Elsewhere in the town hall, the first opened to members of the public, many former service members who worked with ICBMs were eager to know how the study would capture their experiences, especially given that many installations and facilities are now closed or decommissioned.
“If you had one of the AFSCs that placed you in the missile community from 1976 going forward, those AFSCs are all involved,” Woodard said of the epidemiological study. “It’s not just those that worked at our current bases, but it’s anybody who worked at our previous bases.”
Hundreds of participants logged on for the town hall, reflecting the intense interest in the study. For years, the Air Force dismissed concerns among the missile community about connections between their work and cancer. In early 2023, those concerns were raised again as a result of possible increased cases of non-Hodgkin Lymphoma, a blood cancer, at Malmstrom Air Force Base.
AFGSC commander Gen.
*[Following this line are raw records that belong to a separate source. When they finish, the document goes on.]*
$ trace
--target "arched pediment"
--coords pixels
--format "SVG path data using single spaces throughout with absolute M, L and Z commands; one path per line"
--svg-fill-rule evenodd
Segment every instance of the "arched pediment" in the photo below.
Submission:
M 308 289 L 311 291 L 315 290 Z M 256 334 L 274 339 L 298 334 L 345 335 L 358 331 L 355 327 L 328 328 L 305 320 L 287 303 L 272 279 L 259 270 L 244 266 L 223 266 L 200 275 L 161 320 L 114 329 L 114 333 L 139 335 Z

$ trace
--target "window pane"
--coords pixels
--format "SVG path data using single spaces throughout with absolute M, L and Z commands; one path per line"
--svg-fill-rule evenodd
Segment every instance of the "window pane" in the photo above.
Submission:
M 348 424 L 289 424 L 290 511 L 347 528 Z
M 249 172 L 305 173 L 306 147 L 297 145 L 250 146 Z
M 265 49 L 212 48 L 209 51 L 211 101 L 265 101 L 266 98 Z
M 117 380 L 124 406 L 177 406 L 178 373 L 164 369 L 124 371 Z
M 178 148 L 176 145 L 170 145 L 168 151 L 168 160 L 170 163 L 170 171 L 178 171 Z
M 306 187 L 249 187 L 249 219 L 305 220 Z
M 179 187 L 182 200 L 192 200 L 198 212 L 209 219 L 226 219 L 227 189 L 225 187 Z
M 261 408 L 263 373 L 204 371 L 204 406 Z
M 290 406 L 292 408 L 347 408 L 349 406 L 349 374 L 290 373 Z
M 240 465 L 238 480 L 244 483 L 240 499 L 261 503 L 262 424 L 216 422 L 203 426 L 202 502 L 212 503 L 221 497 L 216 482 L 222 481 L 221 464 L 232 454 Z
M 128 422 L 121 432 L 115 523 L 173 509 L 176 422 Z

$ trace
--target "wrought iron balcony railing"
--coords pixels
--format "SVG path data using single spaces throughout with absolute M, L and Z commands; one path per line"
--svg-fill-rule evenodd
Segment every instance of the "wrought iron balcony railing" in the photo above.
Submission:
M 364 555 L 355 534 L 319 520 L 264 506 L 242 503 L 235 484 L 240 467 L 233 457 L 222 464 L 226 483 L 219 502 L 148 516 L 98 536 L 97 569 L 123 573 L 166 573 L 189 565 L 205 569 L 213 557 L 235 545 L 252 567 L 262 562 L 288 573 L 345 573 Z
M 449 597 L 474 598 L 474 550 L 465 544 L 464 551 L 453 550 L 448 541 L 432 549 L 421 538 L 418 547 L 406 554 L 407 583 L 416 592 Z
Thomas A. Bussiere has pledged to take an expansive approach with the study and reiterated to town hall participants that he does not intend to sweep the issue under the rug.
“I will tell you that it’s personal to all my commanders in the field, it’s personal to my deputy commander sitting to my right, and it’s personal to me,” Bussiere said. “Because we all have experience over our lifetimes, in our careers with dealing with the various different levels and aspects of cancer both inside the department and outside the department.
“From a personal perspective, Capt. Bussiere dealt with cancer in a different career field in our Air Force. … I also had many friends and colleagues back in the ’90s that had experienced different forms of cancers. And I believe it’s our obligation to completely understand the environment we asked our Airmen to operate in and do what we can to mitigate any risk or exposure.”